If the gsym data is in a stand alone file, the file starts with the gsym header. If the gsym data is part of an object file, the data is placed into sections in the object file. The main section contains the gsym header, address table, address info offsets, files and the actual address info data. This section is named "__gsym" in mach-o and ".gsym" in all other file formats.
The string table is specified in the GSYM header using a file offset and byte size. This allows the string table to share strings with existing string tables (like ".strtab" or ".debug_str") or it can have its own stand alone string table. It also allows a file offset and size that encompasses multiple string tables in object files.

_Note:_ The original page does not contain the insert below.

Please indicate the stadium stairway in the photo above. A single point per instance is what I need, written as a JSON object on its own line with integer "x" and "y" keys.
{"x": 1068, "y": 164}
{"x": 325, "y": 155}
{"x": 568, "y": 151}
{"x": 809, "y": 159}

The format of the main section section is:
HEADER
Data layout on disk:
.align(16)
uint32_t magic;
uint16_t version;
uint8_t addr_off_size; // Size of addr_off_t
uint8_t pad;
uint64_t base_address;
uint32_t num_addrs;
uint32_t strtab_offset; // File offset for string table
uint32_t strtab_size; // File size for string table
.align(addr_off_size)
addr_off_t addr_offsets[num_addrs];
// Each address in addr_offsets has a corresponding entry in
// addr_info_offsets which points to the location of the
// information for that address like the function name and size,
// and the address to file and line mappings.
.align(sizeof(uint32_t))
uint32_t addr_info_offsets[num_addrs];
FILES TABLE
Definitions:
typedef struct {
uint32_t directory; // String table offset in the string table
uint32_t basename; // String table offset in the string table
} file_t;
Data layout on disk:
.align(sizeof(uint32_t))
uint32_t num_files;
file_t files[num_files];
ADDRESS INFOS
Each offset in the addr_info_offsets[] array points to the data for a given address. The data is designed to carry one or more types of information for an address range. This type of the information block is specified by the InfoType enumeration below. Each Information block is preceded by the 32 bit InfoType enumeration and followed by a 32 bit size in bytes of the data for that type. This allows parsers to quickly look for the data they care about for a given address and skip any data they don't need.
Definitions:
enum class uint32_t {
EndOfList = 0,
LineTable = 1,
InlineInfo = 2
} InfoType;
typedef struct {
InfoType type;
uint32_t length;
uint8_t data[length];
} InfoEntry;
Data layout on disk:
.align(sizeof(uint32_t))
uint32_t size; // Size in bytes of this function or symbol
uint32_t name; // String table offset in the string table
InfoEntry info[]; // Variable size chunks if formatted data
// associated with this address. Terminated by
// a InfoEntry struct with a type of InfoType::EndOfList.
// Each InfoEntry struct is aligned on a 32 bit
// boundary.
ADDRESS LOOKUPS
Address lookups involve taking the address passed in, subtracting the base_address from the header, then looking up the address offset using a binary search in addr_offsets to find the index of the matching address. Using this index, grab the offset for the address information from the addr_info_offsets[index], and then parse the address info for the address. The address info contains the byte size, so we must ensure that the address info contians the address before reporting the result. The address info contains the function name, function size and the line tables entries for all addresses in the function if there was debug info for the function. If the function came from the symbol table, there might not be file and line information available.
The address queries are very efficient as the address search is searching an array of offsets and we will touch a minimal number of cache lines and pages when doing address lookups. The address offset index that is found is then used access the offset of the data and we go straight to the data that contains the address info.
INFOTYPE SPECIFICATIONS
gsym can support an expandable amount of information types. This allows this file format to be used to store more information in the future for a given address range. The gsym.py script currently supports generating two types of data blocks: InfoType::LineTable and InfoType::InlineInfo.